Two words stand out in Worrall’s title. “Fandango,” thought to be of African origin, first appeared in the English language in the 1760s, used to describe a “native ball,” or dance. Then the term was applied to a lively 3/4 time dance that originated among Spanish-speaking people. An April 1796 playbill for New York’s John Street Theatre, for instance, advertised a “Spanish Fandango” between the play and the afterpiece, listing four dancers and five singers who did not appear in the play. Eventually the word was used to describe the music itself. Of far more interest to blues sleuths, though, is the word that precedes “Fandango” in Worrall’s title, “Spanish.” In the decades to come, this word would echo in the vocabularies of seminal bluesmen such as Charlie Patton, Son House, Robert Johnson, and Muddy Waters. More on this in a moment.
Worrall’s other copyright entry that day, “Sebastopol,” was composed several years earlier, when the Crimean War was raging. To commemorate the lengthy siege of the Russian city of Sebastopol (later spelled Sevastopol), Worrall composed a stately march that imitated a bugle and military marching band. He subtitled his piece a “Descriptive Fantaisie for the Guitar.” This time, the music instructed players to retune their guitar to open D so the song’s elegant treble-string melodies and chiming harmonics fell easily under the fingers. In its 1860 form, “Sebastopol” has little harmonic variation and sounds decidedly un-African, but its main melody and voice-leading approach to chords became staples for blues and folk performers as varied as Libba Cotten, Robert Wilkins, Mississippi John Hurt, and Furry Lewis.
But how did the songs Worrall copyrighted in 1860 enter the blues and folk wellsprings? The answer probably lies in dusty old guitar cases.
Credit for this research goes to John Renbourn, esteemed British fingerstyle guitarist and avid student of American parlor guitar. In 1992, John sent me the copies of “Spanish Fandango” and “Sebastopol” shown in this blog, along with these revelations: “I have many other parlour pieces in open tunings from around the same time. I am in the process of comparing these with early recorded ‘folk’ versions to see how much of the originals have been retained. It looks as if a great deal has been retained, so much so that these old pieces seem to me to have laid the foundation for the emerging blues and fingerpicking guitar styles. ‘Sebastopol’ and ‘Spanish Fandango’ were both outstandingly popular solo pieces and their availability in print continued beyond the turn of the century. It seems clear that these pieces lent their names to the folk terms ‘Spanish,’ for open-G tuning, and ‘Vastopol’ for open D or open E. But the connections are not limited to the tunings, they go on in terms of harmonic content and even specific right-hand patterns.
“What probably happened was this: When guitars began to be mass produced and widely distributed by mail order in the 1890s, they came complete with little tutor books. The most common ones were by a man called Septimus Winner, who almost invariably included versions of ‘Sebastopol’ and ‘Spanish Fandango.’ These fairly simple pieces then would have been the starting point for thousands of rural players around the turn of the century.

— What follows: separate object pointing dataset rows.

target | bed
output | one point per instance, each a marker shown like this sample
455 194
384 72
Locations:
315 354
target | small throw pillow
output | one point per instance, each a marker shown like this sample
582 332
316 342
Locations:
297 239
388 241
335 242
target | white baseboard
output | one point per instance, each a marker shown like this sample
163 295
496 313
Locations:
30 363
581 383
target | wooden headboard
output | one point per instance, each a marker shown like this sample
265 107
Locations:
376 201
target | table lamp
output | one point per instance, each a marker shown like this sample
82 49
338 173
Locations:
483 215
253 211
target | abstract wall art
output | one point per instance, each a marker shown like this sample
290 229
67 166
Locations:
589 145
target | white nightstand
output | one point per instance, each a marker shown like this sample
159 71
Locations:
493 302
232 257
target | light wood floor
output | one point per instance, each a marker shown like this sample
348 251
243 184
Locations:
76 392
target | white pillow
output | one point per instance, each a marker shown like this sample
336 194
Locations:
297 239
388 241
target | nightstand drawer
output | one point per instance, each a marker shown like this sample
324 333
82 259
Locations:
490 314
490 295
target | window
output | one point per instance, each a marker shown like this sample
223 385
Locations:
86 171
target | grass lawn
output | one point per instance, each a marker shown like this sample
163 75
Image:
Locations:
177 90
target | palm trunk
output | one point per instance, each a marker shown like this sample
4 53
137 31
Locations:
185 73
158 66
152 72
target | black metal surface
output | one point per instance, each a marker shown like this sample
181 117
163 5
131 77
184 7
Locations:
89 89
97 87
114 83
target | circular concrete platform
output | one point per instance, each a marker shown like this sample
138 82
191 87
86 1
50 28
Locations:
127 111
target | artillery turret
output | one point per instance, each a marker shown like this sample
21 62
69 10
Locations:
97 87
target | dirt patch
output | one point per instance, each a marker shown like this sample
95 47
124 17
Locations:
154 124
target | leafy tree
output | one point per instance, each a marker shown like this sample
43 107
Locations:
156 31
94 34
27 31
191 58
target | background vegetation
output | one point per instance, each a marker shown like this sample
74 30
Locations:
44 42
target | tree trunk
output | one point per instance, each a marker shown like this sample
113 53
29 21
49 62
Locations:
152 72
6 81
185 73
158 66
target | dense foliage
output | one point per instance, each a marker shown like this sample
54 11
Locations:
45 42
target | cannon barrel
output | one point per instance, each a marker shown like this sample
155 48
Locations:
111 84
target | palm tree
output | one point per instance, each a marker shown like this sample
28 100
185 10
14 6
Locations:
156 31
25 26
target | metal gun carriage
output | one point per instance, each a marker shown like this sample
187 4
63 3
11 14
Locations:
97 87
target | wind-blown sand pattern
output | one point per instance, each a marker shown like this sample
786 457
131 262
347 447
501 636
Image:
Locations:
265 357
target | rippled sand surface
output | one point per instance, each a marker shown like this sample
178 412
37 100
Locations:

“Most authorities seem to agree on the various strands of Afro-American music that contributed to the makeup of what we recognize as the blues – the field calls and work songs, etc. – predominantly linear music characterized by what has become known as the ‘blues scale.’ What has never been satisfactorily explained is the origin of the basic harmonic format that distinguishes the blues from these other types.
“If you can imagine a field hand sitting down after work and trying to fit an arhoolie [field song] across the basic chords of ‘Spanish Fandango,’ then you would be close to the moment of transformation, in my opinion. In early recorded blues – i.e., Charley Patton and his school – the harmonic language (right down to specific chord shapes but with bluesy modification usually of one finger only) is straight from parlour music. The same is true for early blues in open D compared to ‘Sebastopol.’ It’s fascinating stuff and fairly controversial, but it fills in the missing gap between the steel-string guitar coming in to circulation and the highly developed styles that appeared on recordings in the 1920s.” The first American guitars designed for steel strings date to around the turn of the century. In its 1902 catalog, the Gibson company stated that their guitars could be strung with steel or gut strings.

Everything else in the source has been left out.